Search Engine Blog
Here is what's happening on Wallabyup (recent posts at the top of the page).
Map Working Well - October 2025
Map buttons and layers are working really well.
There are now quick tiles up to zoom level 20 and then after zoom level 20 (L21+) it switches to a vector database lookup. The database lookup is slower but at zoom level 21+ you are only calling on the database for 1 granny flat (still quick).
Todo: fix minor bugs (i.e. proposed granny flats are too close to an existing buiding (or overlapping). Then run the "granny flat tile generation script" for 8? hours to render all of Newcastle to Wollongong granny flats.
On Hold For A Bit - 26th April 2025
Putting the web-crawling spider on hold for a bit and taking a break for a couple of weeks, site will stay online (search + map).
The granny flat map is coming along well, just have to replace a CSS "transform scale" style with a code-friendly hard coded x="0" y="0". After this change a "granny flat tile layer" will be in place on the map (which will be quicker than the current database lookup using vector graphics).
Logo Edit - 24th March 2025
It's based on the hand gestures I use when saying "wallaby up". I took a photo of my hand (imitating a wallaby paw) and just traced it in illustrator.
Slippy Map With Sydney Base Tiles Added - 1st November 2024
This
Sydney slippy map will eventually be a property map of places where you can see floor plans of possible places to build.
It's just a base map of streets/parks/etc. at the moment but I needed to put something out there just to show what I have been working on for so long.
New Server - 12th September 2024
The public facing web server has been upgraded with quicker RAM/CPU/M.2 SSD/Motherboard.
I've also switched from PC towers to instead an open shelf motherboards so the CPU fan runs quieter. You can see from the
Australian interest stats page that the Wallabyup spider/crawler bot did a lot of "recrawls" crawling recently (updating existing pages in the database)... that's due to the backlog while the backup server was online during the migration.
Downloads Page Added - 8th July 2024
You can now
download 4 different databases from Wallabyup.
If you wanted to start your own search engine, for example, you could download the "All URLs" tabbed CSV file which has the URLs of about 70 million Australian web pages. You could then do a simple script to cycle through the rows and run multiple scripts at once.
7,000 Australian Sites Deleted - 26th February 2024
I have been cleaning up and kulling various troublesome websites (spammers, invalid, etc.) over the last couple of years but this dump was bigger than usual (7,000 websites with 15 million pages dumped).

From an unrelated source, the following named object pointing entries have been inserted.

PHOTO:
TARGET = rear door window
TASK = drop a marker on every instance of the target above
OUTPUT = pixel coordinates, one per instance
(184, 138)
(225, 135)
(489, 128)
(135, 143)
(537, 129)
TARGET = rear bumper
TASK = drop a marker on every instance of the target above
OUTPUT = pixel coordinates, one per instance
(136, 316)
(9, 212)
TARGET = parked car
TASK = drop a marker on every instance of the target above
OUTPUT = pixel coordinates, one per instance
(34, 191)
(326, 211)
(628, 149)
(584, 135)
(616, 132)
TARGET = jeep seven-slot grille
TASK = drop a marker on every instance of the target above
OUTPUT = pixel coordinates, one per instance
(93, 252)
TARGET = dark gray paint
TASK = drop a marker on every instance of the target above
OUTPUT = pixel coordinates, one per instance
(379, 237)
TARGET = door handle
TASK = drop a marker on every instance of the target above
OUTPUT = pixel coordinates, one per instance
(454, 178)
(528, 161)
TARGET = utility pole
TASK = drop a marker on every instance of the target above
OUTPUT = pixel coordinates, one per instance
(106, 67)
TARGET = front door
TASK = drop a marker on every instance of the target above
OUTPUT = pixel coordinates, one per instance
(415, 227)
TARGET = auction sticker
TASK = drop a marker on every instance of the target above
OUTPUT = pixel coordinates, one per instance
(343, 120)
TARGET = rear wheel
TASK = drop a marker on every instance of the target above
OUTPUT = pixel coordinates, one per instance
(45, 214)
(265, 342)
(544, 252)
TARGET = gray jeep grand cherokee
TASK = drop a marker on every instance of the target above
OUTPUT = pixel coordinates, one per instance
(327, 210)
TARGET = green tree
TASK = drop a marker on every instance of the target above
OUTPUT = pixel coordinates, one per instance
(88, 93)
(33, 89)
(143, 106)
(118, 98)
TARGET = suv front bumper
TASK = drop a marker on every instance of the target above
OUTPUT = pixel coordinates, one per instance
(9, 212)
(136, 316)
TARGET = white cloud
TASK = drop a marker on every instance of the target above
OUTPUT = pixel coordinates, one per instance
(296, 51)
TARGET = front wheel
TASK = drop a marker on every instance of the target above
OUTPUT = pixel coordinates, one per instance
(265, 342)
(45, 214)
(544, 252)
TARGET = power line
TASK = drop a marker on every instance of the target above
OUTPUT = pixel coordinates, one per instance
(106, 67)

I ran a script which got websites with a lot of pages (e.g. 50,000 pages) but not many backlinks (e.g. 4 backlinks) and classed them as invalid (deleted from the Wallabyup index). Looking through the list it was a lot of undesirable content however there were websites that I liked that I didn't want to delete.
One example of a website I did
not want to delete was Techbuy.com.au which is a good electronics supplier (I sometimes have used). It has over 54,000 pages online but on closer inspection many of the pages were;
- "new products" pages going back as far as 24 years (year 2000),
- pages that grouped various terms but sometimes being empty searches, or
- other things like discontinued product pages. So many pages but not many backlinks warranted a auto-classification as invalid.
If any websites see a message in their Wal site profile "Big site, low backlinks... so send to invalid database" then you will need to use a robots meta tag to stop WallabyupBot crawling so many pages (or delete some pages). After than contact me and I will recrawl your site.
Bot Blocking By Retailers - 22nd January 2024
I have added a page about
big box retailers blocking bots from indexing their product pages. Most retailers are blocking blocks indiscriminately which makes the bottleneck for Google search even worse.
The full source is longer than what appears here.